Rogers Communications Inc. (TSX:RCI.B)(NYSE:RCI)
Rogers is a Toronto-based telecommunications company, and the largest wireless carrier in Canada. In 2017, the company reported wireless postpaid net additions of 354,000 and churn of 1.20%, which represented the best results since 2010. Rogers has projected revenue growth between 3% and 5% in 2018 and EBITDA growth between 5% and 7%. The company paid an annual dividend of $1.92 per share in 2017, representing a 3% dividend yield.
Stantec Inc. (TSX:STN)(NYSE:STN)
Stantec is an Edmonton-based professional services company involved in the public and private sector. Stantec stock has dropped 10.5% in 2018 as of close on April 4, and shares are down 9.3% year over year. However, there is reason for optimism going forward.
Stantec posted gross revenue growth of 19.5% in 2017 to $5.14 billion. Adjusted EBITDA rose 3.2% to $363.4 million, and adjusted net income increased 11.5% to $202 million. Stantec has projected revenue growth in the low to mid-single digits in 2018, but it’s reliant on global growth. Canada and the United States have pledged to move forward on sizable infrastructure plans in the coming years, but progress has been slow.
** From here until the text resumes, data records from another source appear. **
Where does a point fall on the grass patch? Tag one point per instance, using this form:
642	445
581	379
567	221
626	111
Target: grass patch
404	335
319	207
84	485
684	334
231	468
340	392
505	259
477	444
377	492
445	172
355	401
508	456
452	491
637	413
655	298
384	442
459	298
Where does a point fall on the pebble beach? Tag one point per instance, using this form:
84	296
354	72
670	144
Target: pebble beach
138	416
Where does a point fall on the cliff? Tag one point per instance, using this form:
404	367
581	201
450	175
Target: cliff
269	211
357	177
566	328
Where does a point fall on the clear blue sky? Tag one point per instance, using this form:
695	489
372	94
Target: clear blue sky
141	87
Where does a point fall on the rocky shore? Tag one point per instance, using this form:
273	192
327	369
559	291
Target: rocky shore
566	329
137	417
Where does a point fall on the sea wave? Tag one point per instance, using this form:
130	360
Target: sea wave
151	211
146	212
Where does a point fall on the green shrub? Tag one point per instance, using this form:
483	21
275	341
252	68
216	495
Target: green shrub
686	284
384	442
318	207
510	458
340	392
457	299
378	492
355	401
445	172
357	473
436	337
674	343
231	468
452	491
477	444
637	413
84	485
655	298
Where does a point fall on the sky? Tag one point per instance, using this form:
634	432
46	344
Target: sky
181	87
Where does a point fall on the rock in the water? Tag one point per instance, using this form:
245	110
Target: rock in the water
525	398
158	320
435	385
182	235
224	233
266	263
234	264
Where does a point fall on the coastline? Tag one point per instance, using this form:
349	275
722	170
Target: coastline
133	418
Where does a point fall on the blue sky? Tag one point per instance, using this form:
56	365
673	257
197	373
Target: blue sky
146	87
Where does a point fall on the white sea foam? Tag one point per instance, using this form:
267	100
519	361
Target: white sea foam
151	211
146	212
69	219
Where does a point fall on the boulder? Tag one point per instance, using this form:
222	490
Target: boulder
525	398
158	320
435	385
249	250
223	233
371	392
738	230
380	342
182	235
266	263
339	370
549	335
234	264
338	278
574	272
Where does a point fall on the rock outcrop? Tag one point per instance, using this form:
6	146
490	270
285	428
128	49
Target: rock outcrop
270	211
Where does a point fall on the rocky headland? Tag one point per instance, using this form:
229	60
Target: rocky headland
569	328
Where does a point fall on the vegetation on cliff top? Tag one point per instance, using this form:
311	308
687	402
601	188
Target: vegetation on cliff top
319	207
In any case, U.S. tax reform will also be a boon for Stantec in 2018 and beyond.
The company offers a dividend of $0.1375 per share, representing a 1.6% dividend yield.
Laurentian Bank of Canada (TSX:LB)
Laurentian is a regional bank with its primary operations in Quebec. Its ongoing review of its residential mortgage books has battered the stock since late 2017. Laurentian offers a quarterly dividend of $0.63 per share, representing a 5.3% dividend yield. Shares of Laurentian have plunged 16.6% in 2018 so far, but first-quarter results were encouraging.
Adjusted net income rose 20% from the prior year, and residential mortgage loans through brokers and advisors were up 19% year over year. Quebec remains a stable housing market in comparison to the steep declines seen in the major metropolitan areas of Vancouver and Toronto. Laurentian expects to wrap up its review in the second quarter, and it will not be required to make material repurchases from the CHMC.
Cineplex Inc. (TSX:CGX)
Cineplex stock has dropped 15.7% in 2018. The previous year was a difficult one for movie theatres, but this year box office numbers have been promising. Cineplex is a good bet to bounce back in 2018, and it offers a dividend of $0.14 per share, representing a 5.3% dividend yield.